Not all AI integration is bad. Here are examples of AI done right:

Good AI Integration

  • Adobe's voice enhancement: Saved unusable audio recordings
  • DaVinci Resolve's magic masks: Enables previously impossible video editing
  • Transcription services: Assists with accessibility and note-taking

What makes these good?

  1. They solve real user problems
  2. They're invoked intentionally by the user
  3. They don't interrupt existing workflows
  4. They provide clear value

Design Principles for AI Features

The Path Forward: Reclaiming User-Centered Design

As AI engineers and product developers, we have a responsibility to push back against this trend. Here's how:

For Developers

  1. Champion user needs over feature mandates
  2. Measure success by user satisfaction, not AI adoption metrics
  3. Design for intent: AI should enhance, not interrupt
  4. Provide control: Every AI feature must be easily disabled
  5. Respect the workflow: Don't break existing patterns

For Users

  1. Vote with your feet: Support software that respects your workflow
  2. Provide feedback: Tell companies when AI integration hurts productivity
  3. Explore alternatives: Linux, LibreOffice, and other options exist
  4. Share experiences: Public pressure can drive change

For Companies

  1. Start with problems, not solutions
  2. Test with real users in real workflows
  3. Measure actual productivity, not engagement metrics
  4. Provide granular controls for AI features
  5. Remember Clippy: Learn from history

Conclusion: The Future We Choose

We're at a crossroads. We can continue down the path of aggressive, user-hostile AI integration—creating a new generation of Clippy-like disasters that users will mock for decades. Or we can choose a different path: thoughtful, user-centered AI that genuinely enhances our capabilities without destroying our workflows.
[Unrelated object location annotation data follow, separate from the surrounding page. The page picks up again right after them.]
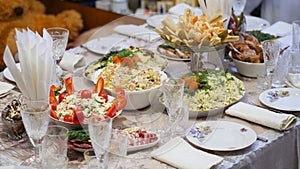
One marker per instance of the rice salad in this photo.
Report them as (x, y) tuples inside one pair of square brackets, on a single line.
[(212, 90)]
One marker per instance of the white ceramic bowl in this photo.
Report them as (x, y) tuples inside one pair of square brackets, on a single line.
[(139, 99), (249, 69)]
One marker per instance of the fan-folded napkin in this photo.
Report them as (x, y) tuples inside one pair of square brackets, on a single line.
[(136, 31), (180, 154), (36, 64), (71, 61), (278, 121)]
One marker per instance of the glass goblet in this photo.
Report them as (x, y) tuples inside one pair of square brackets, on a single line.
[(100, 134), (35, 117), (173, 93)]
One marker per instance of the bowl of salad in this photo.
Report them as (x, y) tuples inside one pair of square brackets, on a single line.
[(139, 83), (73, 109)]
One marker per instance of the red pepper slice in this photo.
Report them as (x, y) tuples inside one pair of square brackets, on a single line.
[(69, 85), (98, 88)]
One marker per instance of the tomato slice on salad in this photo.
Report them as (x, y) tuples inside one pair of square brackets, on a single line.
[(120, 102), (98, 88), (69, 85)]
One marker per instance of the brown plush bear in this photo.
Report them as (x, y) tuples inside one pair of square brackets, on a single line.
[(23, 14)]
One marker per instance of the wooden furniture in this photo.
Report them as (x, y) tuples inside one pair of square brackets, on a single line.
[(92, 17)]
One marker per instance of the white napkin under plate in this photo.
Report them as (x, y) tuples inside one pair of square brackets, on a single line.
[(180, 8), (279, 28), (5, 87), (278, 121), (180, 154), (136, 31), (71, 61)]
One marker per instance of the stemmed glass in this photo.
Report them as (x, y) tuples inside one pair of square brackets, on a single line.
[(173, 93), (60, 41), (238, 6), (35, 117), (100, 133)]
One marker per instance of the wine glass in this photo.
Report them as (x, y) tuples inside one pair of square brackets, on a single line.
[(100, 134), (173, 93), (60, 41), (238, 6), (35, 117)]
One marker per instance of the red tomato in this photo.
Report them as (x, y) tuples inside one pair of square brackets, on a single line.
[(112, 111), (78, 116), (85, 94), (127, 62), (69, 85), (119, 91), (98, 88), (53, 114), (105, 96), (62, 97), (120, 102), (68, 118)]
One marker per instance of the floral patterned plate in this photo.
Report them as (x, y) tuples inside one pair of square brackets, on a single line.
[(286, 99), (221, 135)]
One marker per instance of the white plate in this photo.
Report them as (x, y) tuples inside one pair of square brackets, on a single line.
[(104, 45), (285, 103), (144, 146), (8, 75), (256, 23), (221, 136), (155, 21), (5, 88)]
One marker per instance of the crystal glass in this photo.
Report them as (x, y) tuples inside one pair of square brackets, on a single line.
[(238, 6), (271, 50), (100, 133), (35, 117), (173, 93), (55, 146)]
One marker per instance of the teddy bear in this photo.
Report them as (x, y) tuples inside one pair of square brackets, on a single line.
[(23, 14)]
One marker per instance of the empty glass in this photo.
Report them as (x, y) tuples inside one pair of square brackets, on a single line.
[(173, 94), (271, 50), (35, 117), (100, 133)]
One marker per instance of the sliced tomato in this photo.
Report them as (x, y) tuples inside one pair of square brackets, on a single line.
[(68, 118), (127, 62), (105, 96), (62, 97), (53, 114), (111, 111), (78, 116), (120, 102), (116, 59), (136, 58), (119, 91), (69, 85), (85, 94), (98, 88)]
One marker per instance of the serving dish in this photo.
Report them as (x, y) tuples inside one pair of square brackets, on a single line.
[(221, 136), (146, 57), (212, 91), (286, 99)]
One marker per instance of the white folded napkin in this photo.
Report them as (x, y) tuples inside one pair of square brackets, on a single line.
[(136, 31), (36, 63), (5, 87), (179, 9), (278, 121), (279, 28), (180, 154), (72, 61)]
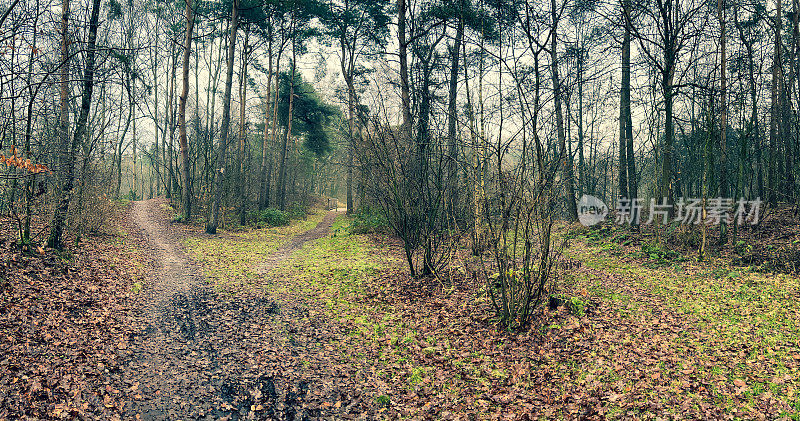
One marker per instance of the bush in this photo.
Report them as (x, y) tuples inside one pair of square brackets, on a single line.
[(369, 220), (269, 217)]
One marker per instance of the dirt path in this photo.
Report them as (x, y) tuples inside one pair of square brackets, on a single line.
[(283, 253), (196, 354)]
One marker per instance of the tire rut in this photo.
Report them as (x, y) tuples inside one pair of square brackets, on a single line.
[(197, 354)]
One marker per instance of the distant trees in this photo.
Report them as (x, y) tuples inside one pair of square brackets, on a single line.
[(644, 99)]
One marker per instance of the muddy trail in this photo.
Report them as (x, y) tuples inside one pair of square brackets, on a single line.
[(198, 354)]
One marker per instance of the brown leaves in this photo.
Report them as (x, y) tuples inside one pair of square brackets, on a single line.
[(24, 164), (60, 323)]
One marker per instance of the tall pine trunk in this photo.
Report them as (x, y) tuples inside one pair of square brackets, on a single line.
[(566, 158), (187, 52), (219, 170), (59, 218)]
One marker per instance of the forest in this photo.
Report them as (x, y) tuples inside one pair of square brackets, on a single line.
[(399, 209)]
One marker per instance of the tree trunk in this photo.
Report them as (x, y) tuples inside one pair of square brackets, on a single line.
[(242, 144), (59, 218), (566, 159), (219, 171), (405, 95), (775, 112), (187, 52), (452, 115), (624, 106), (262, 191), (285, 146), (723, 120)]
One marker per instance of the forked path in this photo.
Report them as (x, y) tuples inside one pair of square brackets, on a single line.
[(196, 354)]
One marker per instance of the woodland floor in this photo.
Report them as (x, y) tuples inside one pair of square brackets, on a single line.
[(308, 321)]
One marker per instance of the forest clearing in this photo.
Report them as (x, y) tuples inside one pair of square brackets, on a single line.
[(399, 209), (336, 328)]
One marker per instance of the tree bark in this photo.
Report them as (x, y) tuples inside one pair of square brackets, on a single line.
[(219, 171), (723, 119), (242, 144), (187, 52), (452, 115), (59, 218), (405, 95), (284, 148), (566, 158)]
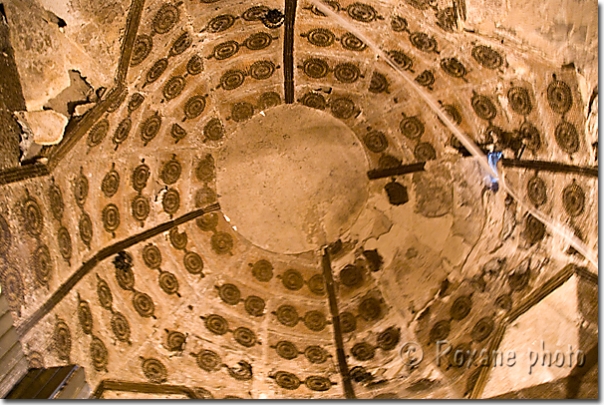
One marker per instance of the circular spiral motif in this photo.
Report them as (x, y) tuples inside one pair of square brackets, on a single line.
[(423, 42), (424, 151), (220, 23), (242, 111), (440, 331), (165, 19), (208, 360), (62, 340), (520, 100), (559, 96), (158, 68), (254, 305), (315, 68), (286, 350), (348, 322), (225, 50), (314, 100), (320, 37), (104, 293), (379, 83), (120, 327), (287, 380), (111, 218), (316, 284), (536, 191), (484, 107), (216, 324), (258, 41), (389, 338), (182, 43), (143, 304), (195, 106), (85, 317), (315, 321), (482, 329), (174, 87), (351, 276), (229, 293), (411, 127), (150, 128), (193, 263), (361, 12), (245, 337), (347, 72), (316, 354), (195, 65), (461, 307), (140, 208), (287, 315), (57, 206), (155, 371), (487, 57), (207, 222), (573, 199), (292, 280), (363, 351), (352, 43), (262, 270), (232, 79), (453, 67), (85, 228), (99, 354), (343, 108), (42, 264), (171, 201), (64, 242), (567, 137), (141, 49)]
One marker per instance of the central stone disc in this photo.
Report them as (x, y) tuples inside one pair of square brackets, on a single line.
[(292, 180)]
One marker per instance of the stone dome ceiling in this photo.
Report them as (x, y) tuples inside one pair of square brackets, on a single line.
[(249, 202)]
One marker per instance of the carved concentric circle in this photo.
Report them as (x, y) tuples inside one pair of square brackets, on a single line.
[(143, 304), (242, 111), (208, 360), (347, 72), (482, 329), (389, 338), (567, 137), (573, 199), (262, 271), (315, 68), (424, 151), (244, 336), (193, 263), (171, 201), (453, 67), (287, 315), (111, 218), (254, 305), (363, 351), (351, 42), (487, 57), (559, 96), (155, 371), (99, 354), (170, 172), (42, 264), (411, 127), (216, 324), (315, 321)]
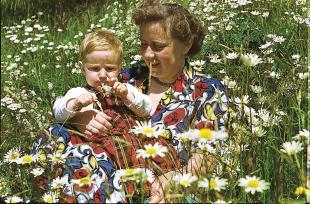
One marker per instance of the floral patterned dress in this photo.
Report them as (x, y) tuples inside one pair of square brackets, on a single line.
[(190, 102)]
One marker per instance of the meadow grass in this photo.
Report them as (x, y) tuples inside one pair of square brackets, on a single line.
[(268, 91)]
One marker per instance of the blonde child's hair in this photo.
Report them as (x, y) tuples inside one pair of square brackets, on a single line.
[(101, 40)]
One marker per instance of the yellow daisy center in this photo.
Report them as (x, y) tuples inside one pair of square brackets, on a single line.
[(205, 133), (151, 150), (85, 181), (14, 155), (148, 131), (27, 159), (253, 184), (184, 182), (129, 172), (213, 184)]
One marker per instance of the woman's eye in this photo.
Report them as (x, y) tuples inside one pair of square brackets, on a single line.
[(109, 69), (94, 69), (158, 47)]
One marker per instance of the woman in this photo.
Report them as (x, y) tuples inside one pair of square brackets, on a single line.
[(181, 96)]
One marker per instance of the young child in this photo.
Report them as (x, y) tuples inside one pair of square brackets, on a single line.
[(101, 60)]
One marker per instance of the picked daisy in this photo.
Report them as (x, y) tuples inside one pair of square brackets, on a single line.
[(27, 159), (292, 148), (253, 184), (152, 151), (185, 180), (217, 183), (12, 155), (185, 136), (37, 171), (57, 158), (206, 147), (251, 60), (13, 199), (137, 174), (243, 100), (50, 197), (145, 128), (58, 182), (85, 181)]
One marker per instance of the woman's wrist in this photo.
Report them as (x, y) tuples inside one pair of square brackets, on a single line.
[(74, 105)]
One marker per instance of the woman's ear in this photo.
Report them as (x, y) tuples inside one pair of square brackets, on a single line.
[(188, 46)]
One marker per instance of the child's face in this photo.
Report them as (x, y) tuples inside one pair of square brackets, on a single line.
[(101, 66)]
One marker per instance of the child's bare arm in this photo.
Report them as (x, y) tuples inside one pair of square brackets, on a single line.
[(76, 104)]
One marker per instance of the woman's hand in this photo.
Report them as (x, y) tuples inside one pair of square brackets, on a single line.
[(91, 122), (198, 164)]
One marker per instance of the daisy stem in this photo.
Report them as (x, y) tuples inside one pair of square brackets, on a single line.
[(300, 170)]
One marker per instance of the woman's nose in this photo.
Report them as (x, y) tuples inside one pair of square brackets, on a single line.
[(149, 55)]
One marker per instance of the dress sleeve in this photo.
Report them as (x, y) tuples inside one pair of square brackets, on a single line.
[(60, 110), (210, 105)]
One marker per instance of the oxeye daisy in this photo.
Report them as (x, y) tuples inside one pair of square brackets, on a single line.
[(50, 198), (185, 136), (152, 151), (243, 100), (232, 55), (56, 158), (12, 155), (251, 60), (253, 184), (292, 148), (85, 181), (145, 128), (204, 183), (217, 183), (185, 179), (303, 135), (13, 199), (37, 171), (58, 182), (206, 147), (27, 159)]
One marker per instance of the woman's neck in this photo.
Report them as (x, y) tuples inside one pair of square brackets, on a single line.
[(173, 78)]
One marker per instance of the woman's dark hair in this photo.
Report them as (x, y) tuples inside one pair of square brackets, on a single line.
[(179, 22)]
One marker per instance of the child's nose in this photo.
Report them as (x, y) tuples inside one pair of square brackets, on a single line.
[(103, 75)]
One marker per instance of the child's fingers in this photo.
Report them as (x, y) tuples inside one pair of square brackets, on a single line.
[(87, 99)]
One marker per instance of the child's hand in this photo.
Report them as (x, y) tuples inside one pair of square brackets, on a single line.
[(82, 101)]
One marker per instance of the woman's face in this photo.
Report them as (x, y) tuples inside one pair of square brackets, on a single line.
[(166, 54)]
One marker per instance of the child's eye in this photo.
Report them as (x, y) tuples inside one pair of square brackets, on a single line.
[(110, 69), (158, 47)]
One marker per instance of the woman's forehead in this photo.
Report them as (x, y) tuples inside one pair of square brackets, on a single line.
[(154, 30)]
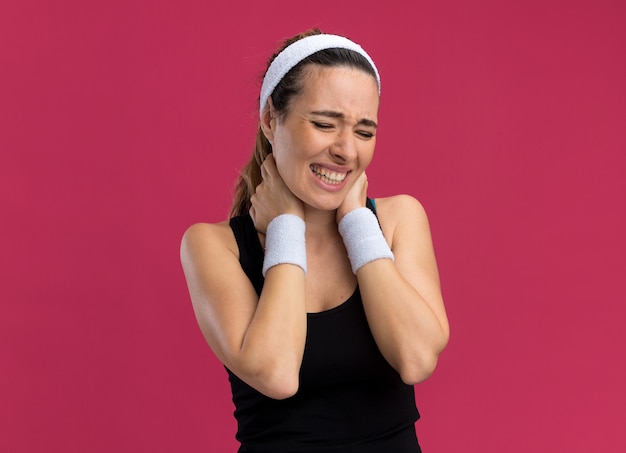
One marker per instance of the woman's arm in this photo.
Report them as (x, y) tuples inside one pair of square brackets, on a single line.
[(402, 298), (260, 339)]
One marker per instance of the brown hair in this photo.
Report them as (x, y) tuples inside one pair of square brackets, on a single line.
[(287, 89)]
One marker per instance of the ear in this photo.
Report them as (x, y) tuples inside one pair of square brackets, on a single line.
[(268, 120)]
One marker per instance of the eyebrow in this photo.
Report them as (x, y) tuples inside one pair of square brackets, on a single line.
[(339, 115)]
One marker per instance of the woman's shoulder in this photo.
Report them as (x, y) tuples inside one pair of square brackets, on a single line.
[(400, 206), (217, 237), (401, 213)]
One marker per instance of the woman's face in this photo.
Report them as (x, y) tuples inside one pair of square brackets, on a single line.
[(327, 138)]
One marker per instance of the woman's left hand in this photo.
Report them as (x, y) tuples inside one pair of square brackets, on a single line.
[(355, 198)]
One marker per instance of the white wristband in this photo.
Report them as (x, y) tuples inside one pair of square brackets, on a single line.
[(284, 242), (363, 238)]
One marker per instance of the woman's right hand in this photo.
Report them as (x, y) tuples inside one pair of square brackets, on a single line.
[(272, 197)]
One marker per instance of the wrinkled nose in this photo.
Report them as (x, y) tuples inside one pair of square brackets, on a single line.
[(344, 148)]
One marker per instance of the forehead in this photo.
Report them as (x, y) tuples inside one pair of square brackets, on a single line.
[(341, 88)]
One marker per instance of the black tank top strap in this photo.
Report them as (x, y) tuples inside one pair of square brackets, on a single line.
[(250, 250)]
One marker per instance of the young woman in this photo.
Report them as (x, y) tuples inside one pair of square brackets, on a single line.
[(324, 305)]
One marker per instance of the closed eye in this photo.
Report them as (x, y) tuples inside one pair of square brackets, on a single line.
[(323, 126), (365, 134)]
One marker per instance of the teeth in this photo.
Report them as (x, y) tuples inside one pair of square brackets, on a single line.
[(329, 177)]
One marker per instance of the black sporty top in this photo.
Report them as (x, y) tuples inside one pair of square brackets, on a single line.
[(349, 396)]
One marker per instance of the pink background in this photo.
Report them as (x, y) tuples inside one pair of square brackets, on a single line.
[(123, 122)]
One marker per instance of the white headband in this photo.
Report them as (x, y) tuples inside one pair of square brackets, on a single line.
[(298, 51)]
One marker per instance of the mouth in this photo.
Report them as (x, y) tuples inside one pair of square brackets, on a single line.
[(329, 177)]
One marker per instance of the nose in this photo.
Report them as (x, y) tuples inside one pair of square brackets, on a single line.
[(345, 146)]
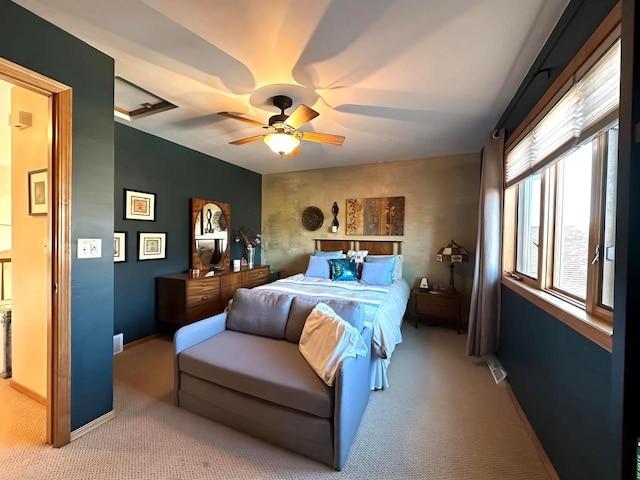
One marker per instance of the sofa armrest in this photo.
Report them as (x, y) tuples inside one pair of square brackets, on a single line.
[(190, 335), (351, 398)]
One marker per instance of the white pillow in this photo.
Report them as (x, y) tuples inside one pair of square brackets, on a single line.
[(327, 340), (397, 269)]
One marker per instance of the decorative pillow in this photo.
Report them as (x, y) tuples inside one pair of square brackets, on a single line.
[(377, 273), (397, 269), (320, 253), (343, 269), (357, 255), (259, 312), (318, 267), (327, 340)]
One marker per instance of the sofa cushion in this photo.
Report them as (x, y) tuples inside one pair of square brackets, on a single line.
[(301, 308), (259, 312), (266, 368)]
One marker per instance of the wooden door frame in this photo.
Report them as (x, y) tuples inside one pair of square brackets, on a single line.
[(59, 261)]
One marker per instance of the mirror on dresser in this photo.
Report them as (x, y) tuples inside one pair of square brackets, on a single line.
[(210, 229)]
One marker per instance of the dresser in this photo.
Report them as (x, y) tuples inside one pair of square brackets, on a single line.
[(437, 307), (183, 298)]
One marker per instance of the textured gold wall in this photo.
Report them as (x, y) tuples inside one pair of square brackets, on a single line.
[(441, 203)]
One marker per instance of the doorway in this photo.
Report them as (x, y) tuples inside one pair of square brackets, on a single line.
[(58, 355)]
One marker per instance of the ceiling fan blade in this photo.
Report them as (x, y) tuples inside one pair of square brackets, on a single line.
[(295, 152), (242, 119), (242, 141), (301, 115), (323, 138)]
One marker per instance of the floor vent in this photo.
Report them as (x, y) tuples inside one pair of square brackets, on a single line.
[(117, 343)]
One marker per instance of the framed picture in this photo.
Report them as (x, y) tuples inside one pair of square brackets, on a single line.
[(38, 192), (152, 246), (120, 247), (139, 205)]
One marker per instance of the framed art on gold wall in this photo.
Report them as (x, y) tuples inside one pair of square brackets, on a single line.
[(139, 205), (38, 192)]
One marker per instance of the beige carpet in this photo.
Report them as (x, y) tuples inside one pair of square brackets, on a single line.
[(442, 418)]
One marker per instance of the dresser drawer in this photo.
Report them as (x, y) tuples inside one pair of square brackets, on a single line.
[(231, 280), (203, 298)]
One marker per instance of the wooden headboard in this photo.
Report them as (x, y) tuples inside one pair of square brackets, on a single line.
[(375, 247)]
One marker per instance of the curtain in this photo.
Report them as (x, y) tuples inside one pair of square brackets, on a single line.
[(484, 311)]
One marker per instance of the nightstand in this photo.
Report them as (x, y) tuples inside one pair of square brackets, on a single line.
[(437, 307)]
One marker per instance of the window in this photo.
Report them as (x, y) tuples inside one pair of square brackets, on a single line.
[(561, 177)]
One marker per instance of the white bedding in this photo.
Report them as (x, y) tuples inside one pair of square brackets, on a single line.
[(383, 309)]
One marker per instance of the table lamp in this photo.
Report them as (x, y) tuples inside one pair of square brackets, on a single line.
[(452, 253)]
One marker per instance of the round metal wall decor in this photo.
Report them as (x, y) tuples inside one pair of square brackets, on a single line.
[(312, 218)]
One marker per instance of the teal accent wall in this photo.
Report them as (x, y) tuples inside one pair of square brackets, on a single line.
[(175, 174), (28, 40)]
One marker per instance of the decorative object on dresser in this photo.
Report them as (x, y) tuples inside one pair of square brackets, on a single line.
[(188, 297), (312, 218), (284, 137), (452, 253), (335, 224), (210, 227), (139, 205), (437, 307), (375, 216), (250, 241), (120, 246), (152, 246)]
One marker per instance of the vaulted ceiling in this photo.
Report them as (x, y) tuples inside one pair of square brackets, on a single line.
[(400, 79)]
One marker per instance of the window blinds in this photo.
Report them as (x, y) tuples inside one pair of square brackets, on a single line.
[(583, 111)]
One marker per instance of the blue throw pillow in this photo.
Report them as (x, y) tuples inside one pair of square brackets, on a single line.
[(318, 267), (378, 273), (336, 254), (343, 269)]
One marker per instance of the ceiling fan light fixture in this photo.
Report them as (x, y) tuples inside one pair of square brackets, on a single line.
[(281, 143)]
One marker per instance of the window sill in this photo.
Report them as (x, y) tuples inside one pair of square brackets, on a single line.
[(593, 328)]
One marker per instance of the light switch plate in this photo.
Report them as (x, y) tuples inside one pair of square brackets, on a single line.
[(89, 248)]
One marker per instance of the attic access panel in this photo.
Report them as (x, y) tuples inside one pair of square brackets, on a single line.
[(132, 101)]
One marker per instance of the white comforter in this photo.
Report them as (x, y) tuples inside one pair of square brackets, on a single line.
[(383, 307)]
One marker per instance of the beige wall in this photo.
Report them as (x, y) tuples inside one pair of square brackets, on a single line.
[(441, 203), (29, 315)]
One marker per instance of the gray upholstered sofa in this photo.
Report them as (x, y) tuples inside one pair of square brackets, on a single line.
[(243, 368)]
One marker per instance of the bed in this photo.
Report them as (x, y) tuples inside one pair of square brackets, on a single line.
[(383, 307)]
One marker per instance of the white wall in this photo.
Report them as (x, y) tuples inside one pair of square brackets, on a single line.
[(441, 203), (30, 151)]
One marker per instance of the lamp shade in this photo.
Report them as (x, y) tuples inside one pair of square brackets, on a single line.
[(281, 143), (453, 253)]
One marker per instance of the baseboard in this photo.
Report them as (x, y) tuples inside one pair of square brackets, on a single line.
[(532, 434), (135, 343), (28, 392), (78, 432)]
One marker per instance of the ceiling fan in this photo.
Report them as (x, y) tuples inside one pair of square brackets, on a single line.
[(284, 137)]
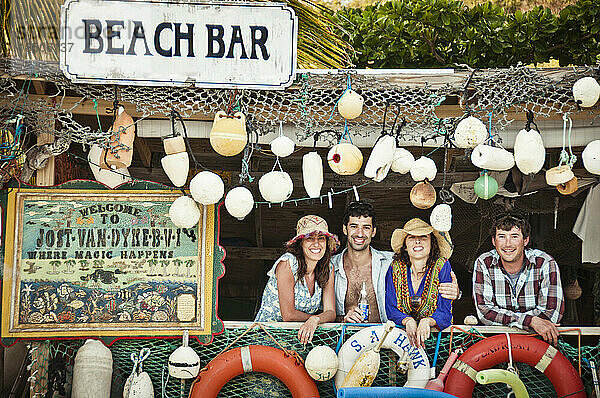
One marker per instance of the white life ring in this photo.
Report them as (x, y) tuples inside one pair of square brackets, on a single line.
[(416, 359)]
The technology isn't the problem. AI can be transformative when applied thoughtfully. The problem is prioritizing corporate metrics over user needs, platform wars over productivity, and feature checkboxes over genuine utility.

As someone deeply invested in AI's potential, I believe we can do better. We must do better. Because if we don't, we risk poisoning the well for AI adoption entirely—creating a generation of users who reflexively reject AI assistance because their first experiences were so frustratingly bad.

The choice is ours. Let's choose wisely.